Let’s take a closer look at one of the most easily recognisable patterns of stars in the northern hemisphere.
The Big Dipper goes by several different names, including the ‘Plough’ and the ‘Saucepan’. It is, though, very recognisable with its bowl-shaped pattern of four stars connected to a ‘handle’ of three more. This is a group of stars which has been recognised from time immemorial and by nearly all cultures around the world.
It is not a constellation in its own right, but just an easy-to-spot pattern of stars which form part of the larger constellation of Ursa Major, or the Great Bear. Patterns of stars like this that are only a part of one or more constellations are known as ‘asterisms’. It’s a really useful asterism for several reasons, one of the most important is that it can help us find Polaris or the ‘pole star’, which in turn helps us understand where true north lays, so it is of great benefit to navigators to know how to use the Big Dipper to aid finding this. The two end stars, opposite the handle, are called the ‘pointers’, because if you draw an imaginary line through these stars heading out of the ‘bowl’ the next bright star you will arrive at will be Polaris. By sheer chance Polaris sits almost over the north celestial pole.
If you drop an imaginary line directly from this point to the horizon, you will know the position of true north.
For anyone living north of the latitude of southern Spain, the Big Dipper is circumpolar. This means that from these latitudes it never appears to set or disappear below the horizon.

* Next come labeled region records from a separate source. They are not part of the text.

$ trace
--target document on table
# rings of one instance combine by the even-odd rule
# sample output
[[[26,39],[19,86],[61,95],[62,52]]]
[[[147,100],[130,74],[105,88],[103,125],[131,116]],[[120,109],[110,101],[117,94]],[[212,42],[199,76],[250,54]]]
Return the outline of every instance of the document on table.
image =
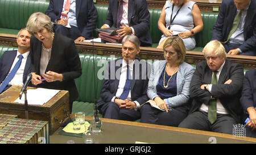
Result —
[[[151,100],[151,99],[150,99],[148,101],[144,103],[141,104],[141,107],[143,105],[144,105],[144,104],[146,104],[147,103],[149,103],[150,104],[150,105],[151,105],[151,107],[154,107],[155,108],[159,109],[159,110],[160,110],[161,111],[165,111],[164,110],[162,110],[159,107],[156,106],[156,103],[155,103],[155,102],[154,100]]]
[[[97,38],[94,38],[90,40],[84,40],[84,42],[94,42],[94,43],[101,43],[101,38],[97,37]]]
[[[37,88],[36,89],[28,89],[27,90],[27,99],[28,104],[43,105],[53,98],[60,90],[44,88]],[[14,102],[24,104],[25,96],[22,94],[21,99],[18,98]]]

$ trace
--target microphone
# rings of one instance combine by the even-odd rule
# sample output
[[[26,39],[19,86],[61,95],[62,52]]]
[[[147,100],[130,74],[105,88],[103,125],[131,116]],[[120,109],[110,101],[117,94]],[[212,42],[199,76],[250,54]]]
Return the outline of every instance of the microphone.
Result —
[[[21,99],[22,94],[23,94],[24,91],[25,91],[27,89],[27,85],[28,85],[28,83],[30,83],[30,81],[31,81],[31,79],[32,79],[32,74],[31,73],[30,73],[28,76],[27,76],[27,80],[26,81],[26,82],[24,84],[23,86],[22,87],[20,93],[19,93],[20,99]]]

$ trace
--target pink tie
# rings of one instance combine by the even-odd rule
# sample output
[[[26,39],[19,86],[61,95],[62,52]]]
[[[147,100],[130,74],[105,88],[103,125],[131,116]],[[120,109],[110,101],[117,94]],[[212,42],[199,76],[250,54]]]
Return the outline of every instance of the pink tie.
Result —
[[[61,15],[63,18],[68,18],[68,13],[69,12],[70,8],[70,0],[67,0],[66,5],[65,5],[65,9],[63,12],[61,12]]]

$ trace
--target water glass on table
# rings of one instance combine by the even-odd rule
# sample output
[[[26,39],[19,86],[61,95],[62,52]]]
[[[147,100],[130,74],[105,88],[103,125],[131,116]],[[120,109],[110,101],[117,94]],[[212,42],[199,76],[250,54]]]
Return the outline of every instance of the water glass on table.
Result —
[[[85,123],[85,114],[84,112],[77,112],[75,114],[75,117],[76,120],[79,120],[81,124],[84,124]]]

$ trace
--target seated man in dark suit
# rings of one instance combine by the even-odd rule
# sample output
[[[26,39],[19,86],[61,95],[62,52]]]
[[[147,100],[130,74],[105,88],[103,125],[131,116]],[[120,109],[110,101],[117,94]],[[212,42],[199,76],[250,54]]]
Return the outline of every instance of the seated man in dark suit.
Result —
[[[255,1],[222,1],[212,40],[221,41],[229,55],[256,56],[255,9]]]
[[[30,73],[30,34],[26,28],[18,33],[18,51],[6,51],[0,59],[0,94],[12,85],[23,86]]]
[[[147,96],[150,66],[135,58],[139,53],[139,40],[134,35],[122,40],[122,58],[109,62],[98,101],[98,108],[105,118],[136,120],[141,118],[140,105]],[[147,113],[147,112],[145,112]],[[141,122],[147,118],[141,116]]]
[[[120,27],[122,37],[133,34],[142,47],[152,45],[150,33],[150,14],[146,0],[109,0],[109,14],[101,28]]]
[[[240,99],[246,120],[246,137],[256,138],[256,69],[246,72]]]
[[[192,107],[179,127],[232,134],[233,125],[241,122],[240,103],[243,69],[226,59],[225,48],[212,40],[203,52],[206,61],[196,65],[190,83]]]
[[[93,37],[98,18],[93,0],[51,0],[46,14],[55,23],[55,33],[79,41]]]

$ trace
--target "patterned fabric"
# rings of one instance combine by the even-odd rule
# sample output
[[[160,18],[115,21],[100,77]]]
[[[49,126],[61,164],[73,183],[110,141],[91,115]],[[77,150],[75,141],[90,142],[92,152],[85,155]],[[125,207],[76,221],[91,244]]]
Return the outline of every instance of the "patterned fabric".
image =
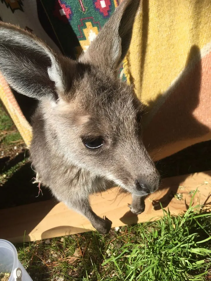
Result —
[[[74,59],[87,49],[119,2],[0,0],[0,18]],[[119,74],[133,84],[146,105],[144,142],[158,159],[211,139],[211,2],[143,0],[141,6]],[[3,81],[1,98],[13,120],[19,120],[23,136],[26,123],[17,104],[12,112],[9,88]]]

It rotates around the north celestial pole as do all the other stars and constellations, but because it resides near the pole it can always be found in the night sky.
The star in the handle which lays higher than the others is interesting; as if you look closely you’ll see it is two stars. This is a naked eye double star and unusually for double stars they both have names. These are Mizar and Alcor. If you have good eyesight you should be able to make out both stars. What is particularly interesting about this binary or double star is that each component is also a multiple star system. Mizar itself has four stars in orbit around their common centre of gravity, so all in all, this double star is in fact a sextuplet system, although most of these stars cannot be resolved using even the largest Earth-based telescope. We know of their existence from spectroscopy, whereby the light from the star is split by a prism into its constituent colours.
All the seven stars in the Big Dipper have names. The two stars of the pointers are called Merak (the lower of the two) and the other, at the top of the ‘bowl’, is called Dubhe. This is the brightest star in the group. Ursa Major plays host to several amazing deep sky objects including several galaxies.
You can use the stars of the Big Dipper to find a couple of them. If you draw an imaginary line from the bottom left star in the bowl through the top right one (Dubhe) and keep going for roughly the same distance again, you will come across a beautiful pair of galaxies known as M81 and M82. If you form an equilateral triangle with the two end stars of the handle, Mizar/ Alcor and Alkaid as the base, at the other point of the triangle you will find the galaxy M101.
The Big Dipper is also a great signpost to other constellations. If you use the two stars in the bowl nearest the handle, Megrez and Phad, as pointers but head away from the pole star, you can find the bright star Regulus in the Leo constellation. Again if you use the handle as a signpost, the next bright star you’ll come to is Arcturus in the constellation of Bootes.
So you can see what an amazing and useful group of stars the Big Dipper really is.